With that in mind, John created the “Pepsi Generation,” a motivational campaign geared toward the generation of baby-boomers. The baby boomer generation was the first generation of affluent consumers. People had a little extra money in their pockets and weren’t quite sure what to do with it. The campaign captured the hearts and minds of that demographic — they simply had to “Come Alive!” Suddenly, the company represented so much more than a soft drink; Pepsi symbolized freedom and vigor and life.
The Pepsi Challenge, the legendary blind taste test between Pepsi and Coke, incorporated these newfound rules of marketing. “When we created the Pepsi Challenge, we realized we had to sell the experience, not the product,” John explains.
Don’t limit the shelf life of your product by boring your customer with its details. Touch them emotionally; then they’re yours forever.
Embrace Your Noble Cause
IT’S LIKE YOUR PARENTS ALWAYS TOLD YOU — IT’S NOT ALL ABOUT MONEY. In fact, John affirms that if you really want to strike it rich, it can’t be all about money.
John recalls overhearing an extraordinary conversation between Bill Gates and Steve Jobs. The two of them were discussing their “noble cause,” John says. “Bill and Steve used to fight a lot,” John maintains, “but the one thing that they agreed on is that they could change the world, one person at a time.” It was their “noble cause” that propelled them toward their unparalleled success.
It is this noble cause that motivated John to take on his latest venture — RxAdvance and it is this that he is most passionate about. RxAdvance is a cloud-based health care system that utilizes cutting-edge technology to revolutionize health care.
If there’s one thing that all of America can agree on, it’s that our health care system leaves a lot to be desired. In fact, avoidable medical costs today exceed $700 billion. Health care is a $3 trillion industry, rife with both political contention and bottomless potential for innovation. However, John feels confident that this problem can be fixed “with a little American ingenuity.”
RxAdvance seeks to transform the complex health care system, with its infinite policies and regulations, through ground-breaking technologies.

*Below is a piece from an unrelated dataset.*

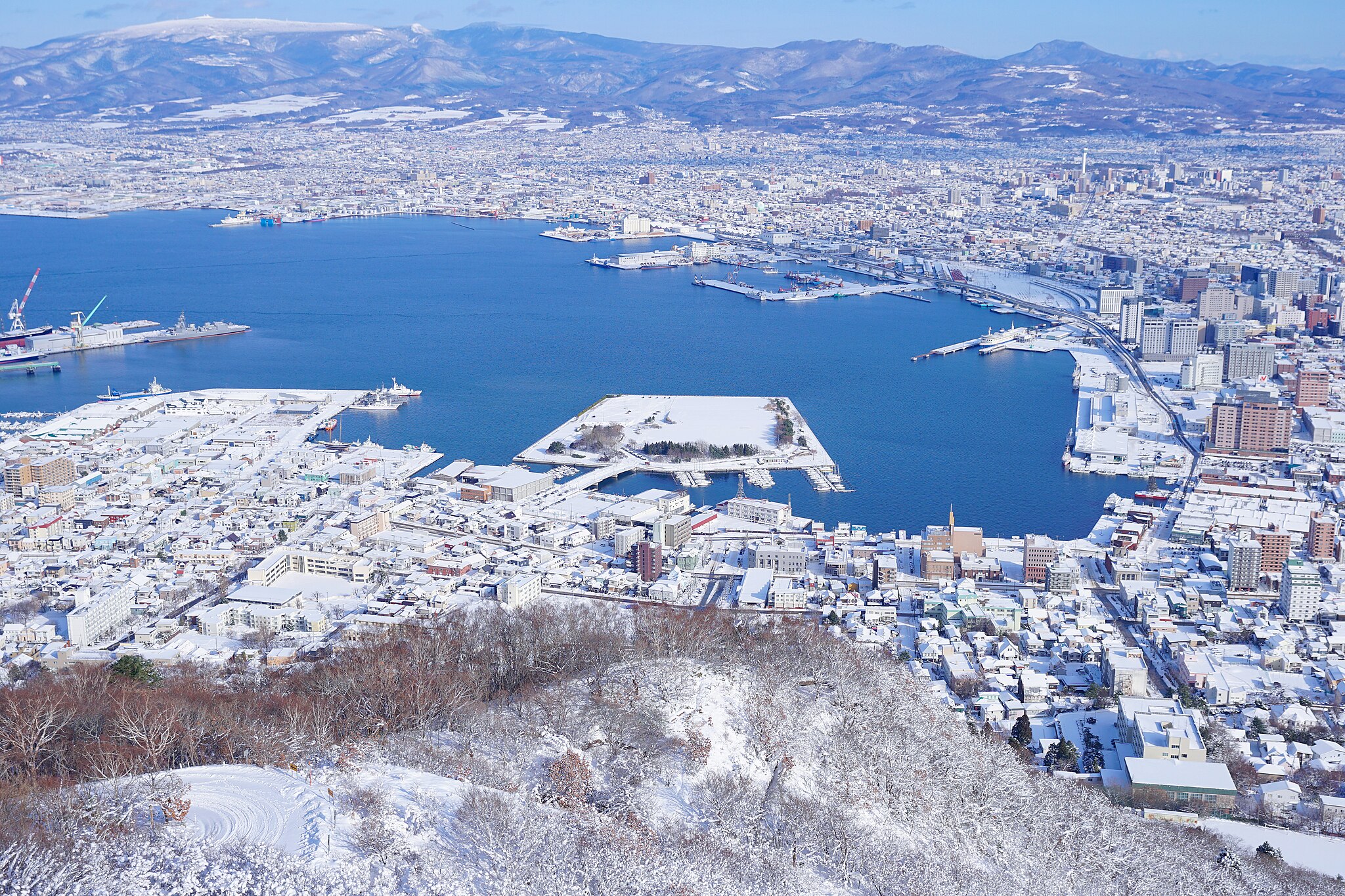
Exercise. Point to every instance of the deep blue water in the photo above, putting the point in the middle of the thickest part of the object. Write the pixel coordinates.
(510, 333)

It will use cloud-based computing and data analytics to redesign the health care industry and dramatically reduce its costs by hundreds of billions of dollars. (Yes, you read correctly — that’s hundreds of billions of dollars.)
Only in its second year of business, RxAdvance is already a resounding success. By the end of its second year it will have generated $5 million in revenue and predicts over $10 billion in revenue by the end of 2020. Those staggering numbers and extraordinary results can only exist if you inject heart into your dollars-and-cents operation.
Steve Jobs and Bill Gates might have known a thing or two about making money and they certainly knew that ambition for its own sake will only take you so far. But imbue your work with meaning and purpose, and the sky’s the limit.